Core Concepts
AssetHarvester, a static analysis tool, can detect the assets (e.g., database credentials, API keys) protected by secrets in software artifacts, aiding developers in prioritizing secret removal efforts.
Abstract
The paper presents AssetHarvester, a static analysis tool that can detect assets protected by secrets in software artifacts. The key highlights are:
The authors identified four secret-asset co-location patterns in the source code, which form the basis for AssetHarvester's approaches.
AssetHarvester employs three approaches to detect secret-asset pairs: pattern matching, data flow analysis, and fast-approximation heuristics. The data flow analysis approach achieved 100% precision in detecting secret-asset pairs.
The authors curated a benchmark dataset, AssetBench, containing 1,791 secret-asset pairs extracted from 188 public GitHub repositories. They evaluated AssetHarvester against AssetBench and achieved an overall precision of 97%, recall of 90%, and F1-score of 94%.

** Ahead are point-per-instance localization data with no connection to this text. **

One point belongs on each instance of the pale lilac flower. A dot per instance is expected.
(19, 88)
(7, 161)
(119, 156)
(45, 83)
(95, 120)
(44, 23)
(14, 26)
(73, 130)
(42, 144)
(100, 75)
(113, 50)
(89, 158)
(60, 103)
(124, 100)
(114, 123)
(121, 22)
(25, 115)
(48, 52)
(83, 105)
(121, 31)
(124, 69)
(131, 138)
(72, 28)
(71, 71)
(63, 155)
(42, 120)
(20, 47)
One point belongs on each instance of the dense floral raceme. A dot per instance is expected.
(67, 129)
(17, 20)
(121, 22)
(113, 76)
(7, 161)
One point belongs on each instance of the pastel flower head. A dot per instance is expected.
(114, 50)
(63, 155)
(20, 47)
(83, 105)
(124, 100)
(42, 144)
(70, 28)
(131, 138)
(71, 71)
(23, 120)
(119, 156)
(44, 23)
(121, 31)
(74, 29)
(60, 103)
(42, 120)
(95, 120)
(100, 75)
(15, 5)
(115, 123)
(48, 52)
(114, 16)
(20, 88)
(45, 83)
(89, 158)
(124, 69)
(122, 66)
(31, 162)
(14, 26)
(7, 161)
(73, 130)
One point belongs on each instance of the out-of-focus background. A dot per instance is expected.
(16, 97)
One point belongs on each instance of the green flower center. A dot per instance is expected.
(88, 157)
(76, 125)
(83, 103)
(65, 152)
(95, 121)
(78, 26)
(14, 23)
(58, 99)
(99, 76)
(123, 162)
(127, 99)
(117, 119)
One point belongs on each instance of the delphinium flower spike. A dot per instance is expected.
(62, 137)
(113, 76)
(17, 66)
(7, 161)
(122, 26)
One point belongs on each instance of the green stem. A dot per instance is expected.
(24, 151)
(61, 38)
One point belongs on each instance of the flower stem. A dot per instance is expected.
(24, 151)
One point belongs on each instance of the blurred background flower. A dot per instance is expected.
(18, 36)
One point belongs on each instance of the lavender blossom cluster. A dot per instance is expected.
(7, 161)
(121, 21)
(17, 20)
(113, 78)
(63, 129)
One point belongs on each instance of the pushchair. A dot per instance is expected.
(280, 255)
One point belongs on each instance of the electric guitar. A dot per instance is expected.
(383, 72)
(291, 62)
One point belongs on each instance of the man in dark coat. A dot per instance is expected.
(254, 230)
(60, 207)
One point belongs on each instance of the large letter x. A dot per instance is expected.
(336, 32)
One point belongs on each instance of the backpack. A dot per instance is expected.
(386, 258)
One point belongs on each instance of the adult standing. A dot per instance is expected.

The authors discuss how AssetHarvester can be extended to detect non-database assets (e.g., API keys, private keys) protected by secrets, in addition to the database assets covered in this study.
The authors highlight that data flow analysis can improve the recall of existing secret detection tools by identifying secrets that are missed by regex-based approaches.
Stats
"GitGuardian monitored secrets exposure in public GitHub repositories and reported that developers leaked over 12 million secrets (database and other credentials) in 2023, indicating a 113% surge from 2021."
"Existing secret detection tools demonstrate a precision of less than 7% and a recall of only 3%, leading developers to ignore the reported warnings."
Quotes
"Each secret protects assets of different values accessible through asset identifiers (a DNS name and a public or private IP address). The asset information for a secret can aid developers in filtering false positives and prioritizing secret removal from the source code."
"Data flow analysis employed in AssetHarvester detects secret-asset pairs with 0% false positives and aids in improving the recall of secret detection tools."